Some history is necessary here. Part of our customer engagement process is to place a Palo Alto Networks firewall in a customer network for evaluation purposes. At the conclusion of the evaluation, we extract log data and provide a traffic assessment report. We currently have log data on 363 different organizations. /request-AVR.html

Mariposa spreads itself across  nine different P2P networks including: Ares, Bearshare, Direct Connect, eMule, iMesh, Kazaa, Gnutella, BitTorrent, (via LimeWire client), and Shareaza. Essentially, for each P2P network, there is a Mariposa foldershare feeding the bot executable.
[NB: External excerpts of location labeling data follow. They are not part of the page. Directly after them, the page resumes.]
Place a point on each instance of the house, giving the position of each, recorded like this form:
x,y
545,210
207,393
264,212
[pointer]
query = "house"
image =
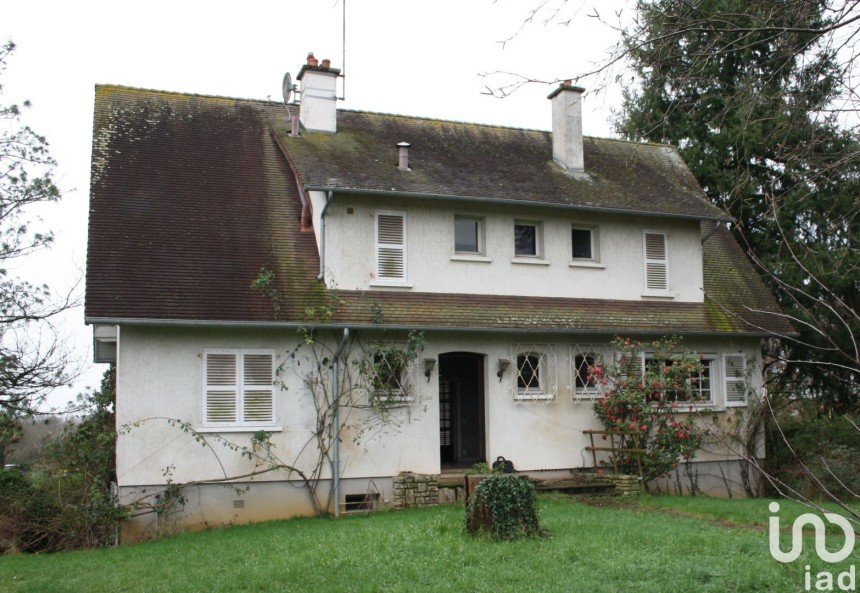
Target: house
x,y
222,229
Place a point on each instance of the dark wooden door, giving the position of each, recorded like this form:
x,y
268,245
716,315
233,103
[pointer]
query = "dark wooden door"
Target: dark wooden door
x,y
461,409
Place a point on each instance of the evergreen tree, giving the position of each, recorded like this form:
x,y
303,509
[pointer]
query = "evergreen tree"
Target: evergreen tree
x,y
745,91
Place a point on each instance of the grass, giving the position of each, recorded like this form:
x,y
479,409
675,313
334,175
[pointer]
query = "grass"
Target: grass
x,y
749,512
594,549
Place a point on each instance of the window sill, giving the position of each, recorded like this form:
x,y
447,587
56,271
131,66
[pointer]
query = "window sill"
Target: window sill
x,y
587,394
536,396
690,408
390,284
533,261
473,257
587,264
235,428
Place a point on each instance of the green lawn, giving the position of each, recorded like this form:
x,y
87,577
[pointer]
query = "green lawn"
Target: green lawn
x,y
742,512
590,549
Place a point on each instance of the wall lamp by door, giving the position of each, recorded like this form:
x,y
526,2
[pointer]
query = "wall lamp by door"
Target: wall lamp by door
x,y
504,363
429,365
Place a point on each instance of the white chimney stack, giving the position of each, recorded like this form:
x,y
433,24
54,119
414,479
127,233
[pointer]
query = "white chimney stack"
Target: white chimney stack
x,y
403,156
318,107
567,126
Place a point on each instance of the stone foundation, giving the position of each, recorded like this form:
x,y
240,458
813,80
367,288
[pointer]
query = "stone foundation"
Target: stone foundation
x,y
415,490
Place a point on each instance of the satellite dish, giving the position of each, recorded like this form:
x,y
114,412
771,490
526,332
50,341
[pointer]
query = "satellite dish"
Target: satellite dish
x,y
287,87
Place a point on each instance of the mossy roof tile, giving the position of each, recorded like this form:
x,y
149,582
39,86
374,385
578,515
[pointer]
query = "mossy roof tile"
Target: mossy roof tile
x,y
191,197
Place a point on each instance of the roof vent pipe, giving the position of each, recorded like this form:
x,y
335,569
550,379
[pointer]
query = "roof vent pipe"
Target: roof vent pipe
x,y
403,161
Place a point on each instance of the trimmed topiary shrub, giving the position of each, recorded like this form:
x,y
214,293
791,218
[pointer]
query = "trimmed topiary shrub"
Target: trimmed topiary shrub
x,y
504,507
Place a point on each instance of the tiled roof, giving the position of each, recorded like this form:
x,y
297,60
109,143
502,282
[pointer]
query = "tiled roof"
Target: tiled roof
x,y
489,162
191,197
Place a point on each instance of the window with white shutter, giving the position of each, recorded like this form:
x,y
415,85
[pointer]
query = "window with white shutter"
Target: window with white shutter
x,y
656,262
391,246
735,379
240,390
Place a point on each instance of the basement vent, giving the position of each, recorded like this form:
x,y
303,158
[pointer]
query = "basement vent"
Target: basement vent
x,y
355,503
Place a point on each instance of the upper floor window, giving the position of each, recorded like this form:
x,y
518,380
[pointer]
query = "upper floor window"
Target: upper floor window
x,y
468,233
583,243
239,390
656,258
527,239
528,373
391,246
699,387
735,379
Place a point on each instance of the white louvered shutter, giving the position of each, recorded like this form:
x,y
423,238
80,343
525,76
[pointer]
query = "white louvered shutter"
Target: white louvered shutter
x,y
221,389
390,247
656,262
258,396
735,376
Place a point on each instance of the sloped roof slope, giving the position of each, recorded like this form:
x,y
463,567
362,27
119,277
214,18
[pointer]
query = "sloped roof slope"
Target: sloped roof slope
x,y
496,163
191,197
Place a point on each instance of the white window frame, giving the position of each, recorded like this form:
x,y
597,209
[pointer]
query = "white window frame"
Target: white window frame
x,y
601,356
480,231
529,392
538,225
593,235
239,425
743,379
645,261
378,281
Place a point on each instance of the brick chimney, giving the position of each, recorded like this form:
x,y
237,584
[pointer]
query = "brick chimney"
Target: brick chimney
x,y
567,126
318,110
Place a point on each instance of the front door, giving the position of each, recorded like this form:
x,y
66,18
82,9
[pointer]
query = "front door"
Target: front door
x,y
461,409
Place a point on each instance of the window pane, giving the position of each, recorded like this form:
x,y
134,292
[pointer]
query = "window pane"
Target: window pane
x,y
525,239
466,235
528,373
583,365
581,240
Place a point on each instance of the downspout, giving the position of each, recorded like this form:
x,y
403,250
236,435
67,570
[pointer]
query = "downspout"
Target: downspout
x,y
335,462
328,197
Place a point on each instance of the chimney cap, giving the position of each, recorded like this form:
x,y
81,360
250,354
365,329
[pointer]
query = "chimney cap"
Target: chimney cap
x,y
566,85
314,65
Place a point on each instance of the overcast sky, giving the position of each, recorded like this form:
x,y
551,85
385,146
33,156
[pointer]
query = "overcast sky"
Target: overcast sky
x,y
420,58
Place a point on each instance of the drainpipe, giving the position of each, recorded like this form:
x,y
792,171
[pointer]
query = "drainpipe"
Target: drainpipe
x,y
328,196
335,463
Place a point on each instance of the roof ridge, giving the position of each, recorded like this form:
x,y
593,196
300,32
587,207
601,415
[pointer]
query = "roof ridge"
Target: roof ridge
x,y
496,126
185,94
369,112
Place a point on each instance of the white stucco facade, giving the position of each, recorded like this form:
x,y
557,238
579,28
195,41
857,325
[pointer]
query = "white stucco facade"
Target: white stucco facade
x,y
432,265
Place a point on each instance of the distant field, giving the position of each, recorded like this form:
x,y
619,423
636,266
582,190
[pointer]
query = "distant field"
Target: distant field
x,y
589,549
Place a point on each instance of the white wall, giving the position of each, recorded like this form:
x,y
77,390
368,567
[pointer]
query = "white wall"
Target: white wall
x,y
350,257
160,376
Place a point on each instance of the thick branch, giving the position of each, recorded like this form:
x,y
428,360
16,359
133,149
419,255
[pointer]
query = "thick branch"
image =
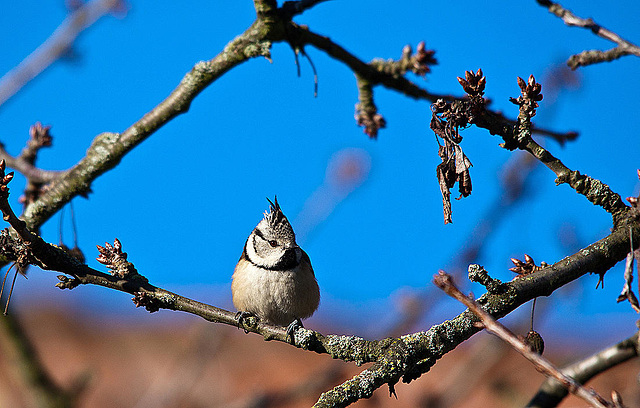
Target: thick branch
x,y
592,57
107,149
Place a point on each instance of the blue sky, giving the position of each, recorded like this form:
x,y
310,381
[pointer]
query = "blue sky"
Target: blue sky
x,y
184,201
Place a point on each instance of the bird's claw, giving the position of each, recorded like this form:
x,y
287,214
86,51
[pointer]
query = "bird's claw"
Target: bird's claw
x,y
292,327
240,317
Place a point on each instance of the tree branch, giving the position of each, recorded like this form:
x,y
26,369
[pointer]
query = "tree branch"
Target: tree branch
x,y
552,392
406,358
444,282
593,56
55,46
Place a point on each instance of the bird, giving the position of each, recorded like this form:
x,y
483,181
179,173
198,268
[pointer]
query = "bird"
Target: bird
x,y
274,280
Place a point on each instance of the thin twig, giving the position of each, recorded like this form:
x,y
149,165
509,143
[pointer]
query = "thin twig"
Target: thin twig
x,y
54,47
444,282
552,392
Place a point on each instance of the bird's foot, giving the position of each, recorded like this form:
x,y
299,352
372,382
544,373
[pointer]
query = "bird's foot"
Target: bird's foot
x,y
240,318
293,326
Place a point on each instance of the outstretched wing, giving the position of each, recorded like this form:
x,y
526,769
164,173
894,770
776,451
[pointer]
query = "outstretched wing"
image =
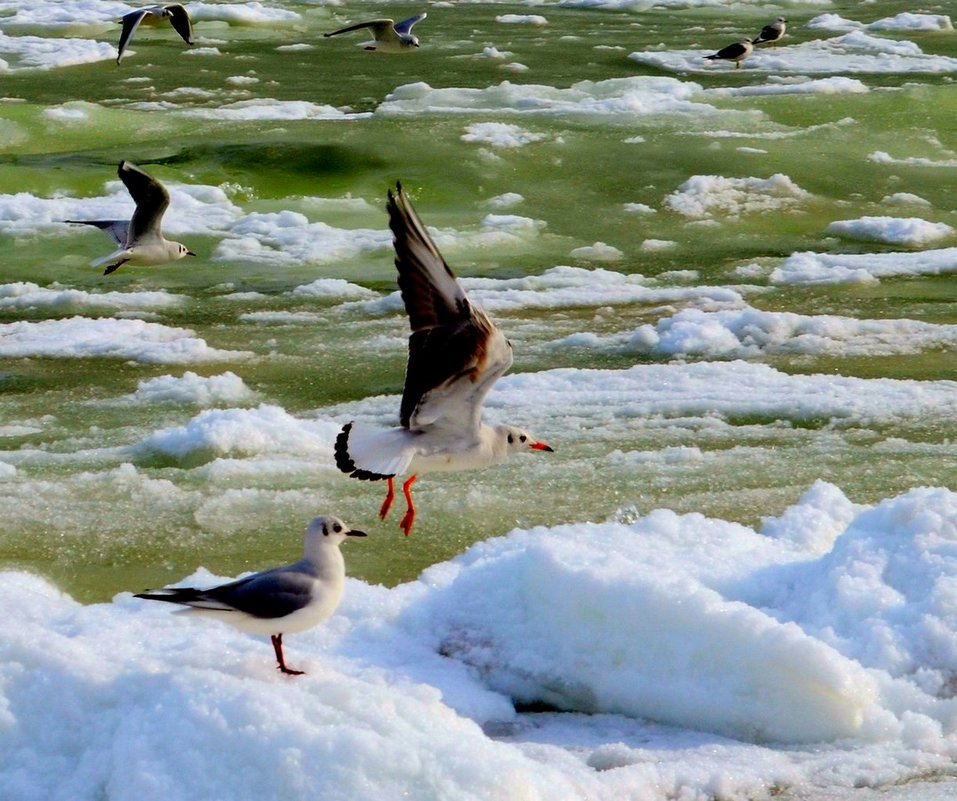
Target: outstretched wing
x,y
179,19
406,25
455,352
380,28
151,200
117,230
130,23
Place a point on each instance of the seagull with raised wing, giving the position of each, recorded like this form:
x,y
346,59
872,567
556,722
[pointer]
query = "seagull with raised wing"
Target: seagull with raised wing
x,y
456,354
140,239
284,600
177,15
736,52
387,36
771,33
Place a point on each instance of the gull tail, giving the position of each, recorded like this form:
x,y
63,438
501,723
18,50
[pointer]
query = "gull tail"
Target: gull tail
x,y
373,455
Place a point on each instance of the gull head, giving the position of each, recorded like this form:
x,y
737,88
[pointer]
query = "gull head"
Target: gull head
x,y
518,440
328,530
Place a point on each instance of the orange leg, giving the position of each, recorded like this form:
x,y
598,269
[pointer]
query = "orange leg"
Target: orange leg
x,y
387,503
277,647
409,518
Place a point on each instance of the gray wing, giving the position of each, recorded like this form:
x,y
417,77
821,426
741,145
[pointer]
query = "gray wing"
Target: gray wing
x,y
130,22
380,28
406,25
151,200
268,595
117,230
179,19
455,352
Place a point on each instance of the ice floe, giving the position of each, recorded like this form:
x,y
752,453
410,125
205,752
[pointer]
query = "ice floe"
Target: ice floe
x,y
108,338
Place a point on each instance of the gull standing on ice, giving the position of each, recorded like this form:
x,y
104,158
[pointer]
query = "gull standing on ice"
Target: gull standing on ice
x,y
177,15
140,239
772,32
736,52
387,36
456,354
284,600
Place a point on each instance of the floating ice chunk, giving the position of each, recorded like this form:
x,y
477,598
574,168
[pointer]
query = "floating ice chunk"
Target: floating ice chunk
x,y
708,196
193,389
500,134
107,338
910,231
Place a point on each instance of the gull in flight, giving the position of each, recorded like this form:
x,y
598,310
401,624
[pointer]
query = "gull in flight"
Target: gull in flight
x,y
387,36
140,239
284,600
736,52
772,32
456,354
155,15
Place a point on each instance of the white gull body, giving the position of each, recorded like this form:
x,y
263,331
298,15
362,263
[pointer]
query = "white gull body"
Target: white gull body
x,y
456,354
140,239
387,36
283,600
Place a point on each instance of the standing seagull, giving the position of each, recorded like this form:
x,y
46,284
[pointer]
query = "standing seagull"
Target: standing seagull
x,y
387,36
736,52
284,600
154,15
771,33
456,354
140,239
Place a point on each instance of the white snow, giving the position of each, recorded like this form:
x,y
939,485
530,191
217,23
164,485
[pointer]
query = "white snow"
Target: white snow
x,y
108,338
910,231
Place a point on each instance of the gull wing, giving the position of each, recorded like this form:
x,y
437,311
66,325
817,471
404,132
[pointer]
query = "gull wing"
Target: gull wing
x,y
455,351
179,19
272,594
406,25
381,28
151,200
130,23
117,230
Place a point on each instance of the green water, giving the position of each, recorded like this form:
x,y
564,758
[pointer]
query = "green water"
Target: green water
x,y
73,514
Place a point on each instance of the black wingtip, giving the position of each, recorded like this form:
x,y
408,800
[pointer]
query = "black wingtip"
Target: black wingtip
x,y
345,463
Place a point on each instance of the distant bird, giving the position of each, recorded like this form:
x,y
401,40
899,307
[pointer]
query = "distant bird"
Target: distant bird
x,y
771,33
177,15
284,600
736,52
456,354
387,36
140,239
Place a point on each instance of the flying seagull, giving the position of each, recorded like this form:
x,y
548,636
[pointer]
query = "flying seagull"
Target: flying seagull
x,y
140,239
736,52
284,600
154,15
456,354
772,32
387,36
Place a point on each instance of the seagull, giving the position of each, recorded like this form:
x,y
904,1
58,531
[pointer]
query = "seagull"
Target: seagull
x,y
154,15
771,33
736,52
387,36
140,239
284,600
456,354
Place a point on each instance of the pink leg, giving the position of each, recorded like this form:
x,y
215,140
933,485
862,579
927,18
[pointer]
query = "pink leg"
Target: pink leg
x,y
387,503
409,517
277,647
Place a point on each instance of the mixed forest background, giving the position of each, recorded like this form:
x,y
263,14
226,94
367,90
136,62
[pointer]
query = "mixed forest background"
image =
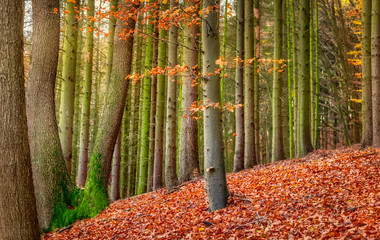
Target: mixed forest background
x,y
124,98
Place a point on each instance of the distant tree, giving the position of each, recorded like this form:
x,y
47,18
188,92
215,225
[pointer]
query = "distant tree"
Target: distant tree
x,y
18,215
215,176
171,108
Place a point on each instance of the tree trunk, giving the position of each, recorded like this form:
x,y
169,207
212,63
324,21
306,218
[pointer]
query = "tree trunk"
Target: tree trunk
x,y
160,111
376,72
95,195
85,114
66,111
188,153
239,89
115,176
277,134
51,179
249,111
171,107
304,140
18,215
215,176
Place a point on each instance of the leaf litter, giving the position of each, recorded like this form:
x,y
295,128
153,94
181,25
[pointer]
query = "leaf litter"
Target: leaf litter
x,y
330,194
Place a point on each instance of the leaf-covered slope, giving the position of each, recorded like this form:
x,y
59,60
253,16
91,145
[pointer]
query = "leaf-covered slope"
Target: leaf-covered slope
x,y
333,194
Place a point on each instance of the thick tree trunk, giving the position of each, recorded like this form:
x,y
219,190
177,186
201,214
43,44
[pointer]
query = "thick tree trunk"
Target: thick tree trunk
x,y
115,176
66,110
85,114
95,195
239,89
249,111
160,111
376,72
366,74
171,107
215,176
188,152
51,179
277,134
304,140
18,215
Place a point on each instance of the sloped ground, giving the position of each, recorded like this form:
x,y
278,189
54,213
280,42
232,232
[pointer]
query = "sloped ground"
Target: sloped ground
x,y
327,195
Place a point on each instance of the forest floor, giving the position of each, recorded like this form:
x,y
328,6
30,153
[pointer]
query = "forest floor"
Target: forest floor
x,y
332,194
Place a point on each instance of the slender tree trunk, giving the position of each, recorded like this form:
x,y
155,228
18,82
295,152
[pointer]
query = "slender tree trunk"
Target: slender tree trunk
x,y
277,134
376,72
145,126
18,215
115,176
85,115
239,89
160,111
95,195
215,176
66,111
188,153
256,76
366,74
51,179
304,140
249,111
171,107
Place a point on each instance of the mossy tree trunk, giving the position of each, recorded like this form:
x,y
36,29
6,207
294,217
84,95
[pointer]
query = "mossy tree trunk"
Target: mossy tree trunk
x,y
95,195
171,107
18,215
215,176
239,89
160,111
277,134
66,111
51,179
366,74
86,100
188,152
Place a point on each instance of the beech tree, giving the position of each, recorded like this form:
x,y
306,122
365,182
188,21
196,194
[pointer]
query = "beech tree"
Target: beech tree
x,y
215,175
18,215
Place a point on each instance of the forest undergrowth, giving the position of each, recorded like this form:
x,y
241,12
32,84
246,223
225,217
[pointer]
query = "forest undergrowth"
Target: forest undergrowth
x,y
328,194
In addition to P2P applications, MSN Instant Messaging is also used as a spreader.


Most commonly found applications that are capable of spreading Mariposa (out of 363 organizations).

Some more detailed analysis of the 363 organizations for which we have data exposed some sobering statistics:

  • 312 (86%) of the organizations had at least one of the P2P applications used by Mariposa.
  • An average of three of the nine P2P applications were found in each organization.
  • Total bandwidth consumed by the P2P applications that spread Mariposa was 17.3 terabytes or an average of 55 gigabytes per organization.
  • Session consumption by P2P spreaders was 555 million or 1.8 million sessions per organization average.
  • MSN was found in 322 of the organizations (89%). Resource consumption per organization was 2.8 gigabytes of bandwidth and 67,400 sessions respectively.

With MSN appearing in 89% and an average of three P2P applications appearing in more than 85% of the organizations I would speculate that many organizations are exposed. The bandwidth being transferred and the sessions being consumed indicates fairly heavy usage which increases the exposure dramatically.